Starting late last year, The COMET — the name of the Central Midlands Regional Transit Authority — began offering $5 discounts to riders using Uber and Lyft from 10 p.m. to 3 a.m. While the stated aim was to serve people traveling to and from jobs after the buses stop running, the reality is tax dollars are subsidizing people who have been over-served alcohol. But that’s not all the bus system has decided to subsidize with your tax dollars. The COMET also will pay $500 toward the monthly cost of a shared rental van for commuters in Richland and Lexington counties and is expanding services in Lexington and Newberry counties at the expense of Richland County taxpayers

With enough revenue to subsidize external ride-sharing, the costs of ridership for those who rely upon it should be going down, then, right?

Wrong.

The cost for a one-way ride went up in January from $1.50 to $2, and the cost of an all-day pass went up from $3 to $4. That’s hardly incentivizing the poor to ride; it’s punishing them.

Is it right or legal for penny tax dollars to be spent on programs only taking people to grocery stores?
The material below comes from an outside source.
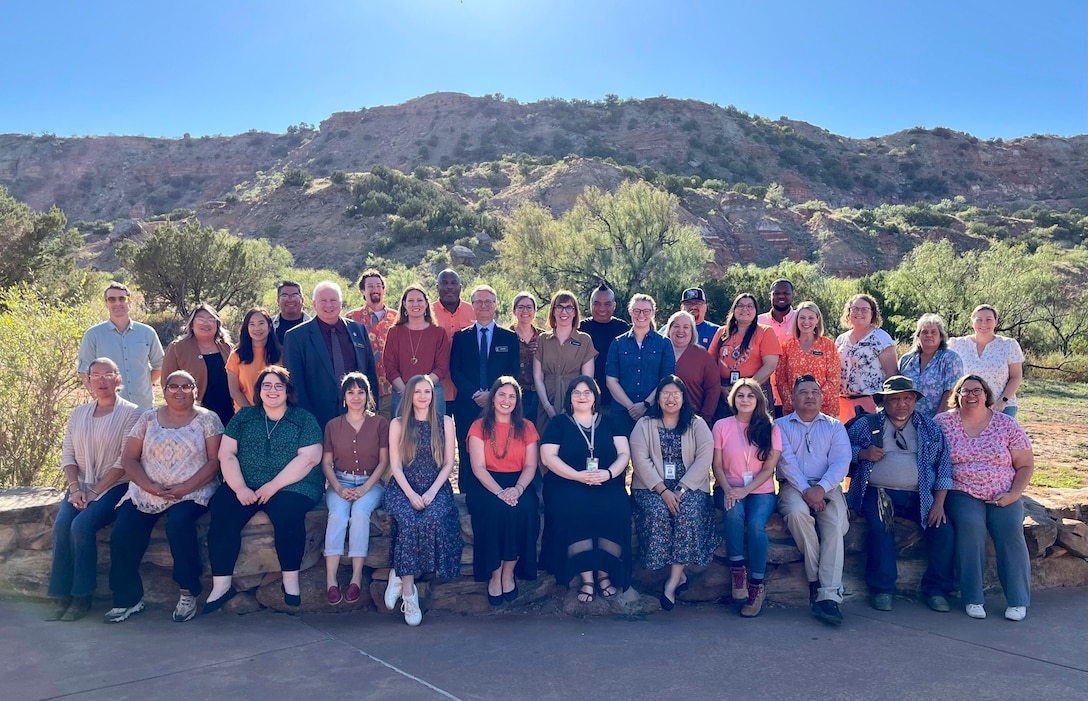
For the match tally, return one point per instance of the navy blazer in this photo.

Or who stay out til 3 a.m.? Why not pharmacies? Why not 5 a.m.? And really, to ride Uber or Lyft, a passenger must have a cell phone and credit card, two things many in poverty cannot afford. How about a working person having to pay $2 to ride to work in the morning, while folks can ride the “Connector” from Five Points to West Columbia or the Vista to eat lunch for free. Is that fair to low-income riders?

To truly help the poor get to work, we need to know what’s working and what isn’t. We need immediate financial transparency — The COMET does not list its financial statements on its website — and clear reporting of the number of unique riders daily, weekly and monthly to let everyone see whether the routes, fares and financial choices made by the transit authority are prudent and fair. Perhaps what we really need to do is downsize the service and make it free for everybody.

So, you know, the poor can get to work.

Joe E. Taylor Jr. is a lifelong resident of Richland County and served as the SC Secretary of Commerce from February 2005 to January 2011.